The two talked through how difficult the situation was, with their first six months of contact via social media. The friendship grew, with both realizing they had an important voice and perspectives to share.
Now, they bring that vulnerability and honesty to the podcast. Consider that often in the trades, solutions are found in numbers like KPIs or other measurements. Those matter, but Pound and Harpole said they feel it’s just as important to understand there are human beings dealing with the metrics, and many of them are successful women.
“We know that there's women that are doing big business in our space,” Pound said. “Mary Jean Anderson (of Anderson Plumbing, Heating & Air in San Diego and the subject of a March 8 podcast) is doing $60 million this year. We were talking to people doing $30 million, doing $50 million.
“But just because they're not on social media running their mouth, they just don't ‘exist.’ Leslie and I set out to go find them, and that’s what we’ve done.”
A podcast team of power women
Power Women of the Trades has a Facebook page, a producer, a social media manager and a branding effort – and everyone on the team is a woman. The more they delve into individual stories, the more they see the shared experiences of so many women in the trades.
“We're seeing from the business side how the female perspective is so crucial in creating the business and the brand and the model, because 70% of the people that call in are females,” Harpole said. “So why wouldn't you want that information in your business? When you look at it holistically, it only makes sense.”
When the pair were starting the podcast, potential sponsors asked how many listeners they expected. The only promise Pound made was their husbands would listen.

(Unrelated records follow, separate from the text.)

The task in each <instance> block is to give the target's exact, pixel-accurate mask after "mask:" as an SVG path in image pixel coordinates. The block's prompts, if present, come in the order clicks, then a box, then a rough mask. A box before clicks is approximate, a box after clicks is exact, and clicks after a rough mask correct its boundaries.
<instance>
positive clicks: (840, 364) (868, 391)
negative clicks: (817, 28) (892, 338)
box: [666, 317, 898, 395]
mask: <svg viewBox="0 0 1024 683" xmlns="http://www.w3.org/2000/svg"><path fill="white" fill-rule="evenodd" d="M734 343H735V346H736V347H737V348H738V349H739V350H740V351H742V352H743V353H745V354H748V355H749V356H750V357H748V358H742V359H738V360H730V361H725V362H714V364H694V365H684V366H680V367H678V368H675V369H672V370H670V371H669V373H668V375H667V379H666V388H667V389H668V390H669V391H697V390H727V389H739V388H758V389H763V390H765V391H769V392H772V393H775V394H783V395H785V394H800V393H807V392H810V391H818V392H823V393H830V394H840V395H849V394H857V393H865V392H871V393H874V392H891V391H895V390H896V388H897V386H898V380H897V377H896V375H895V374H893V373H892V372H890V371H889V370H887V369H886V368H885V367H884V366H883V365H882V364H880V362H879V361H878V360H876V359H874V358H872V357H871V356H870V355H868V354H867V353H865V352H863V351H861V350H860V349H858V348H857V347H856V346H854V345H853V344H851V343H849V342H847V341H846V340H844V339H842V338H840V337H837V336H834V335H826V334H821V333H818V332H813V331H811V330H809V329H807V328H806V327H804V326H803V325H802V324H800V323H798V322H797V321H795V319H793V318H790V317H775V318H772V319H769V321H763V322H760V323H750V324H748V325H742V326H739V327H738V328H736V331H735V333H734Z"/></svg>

“And then we were at 1,000 downloads and then we were on the top 5% of the podcasts,” Pound said. “We were like, what in the world is happening?”
“Being able to have these honest conversations on a platform,” Harpole said, “can be really encouraging.”
The result meets that goal: a groundbreaking podcast to celebrate and empower women in the trades and ignite a sense of possibility. Pound and Harpole said they want to fuel ambition, foster connections, and leave every listener inspired.
“We want to make sure that what we're sharing is relatable and that we're raw and real, and we're just leaving it all on the table,” Harpole said. “If we can help one person listening who's going through a trial that we've already experienced, then that's worth it.”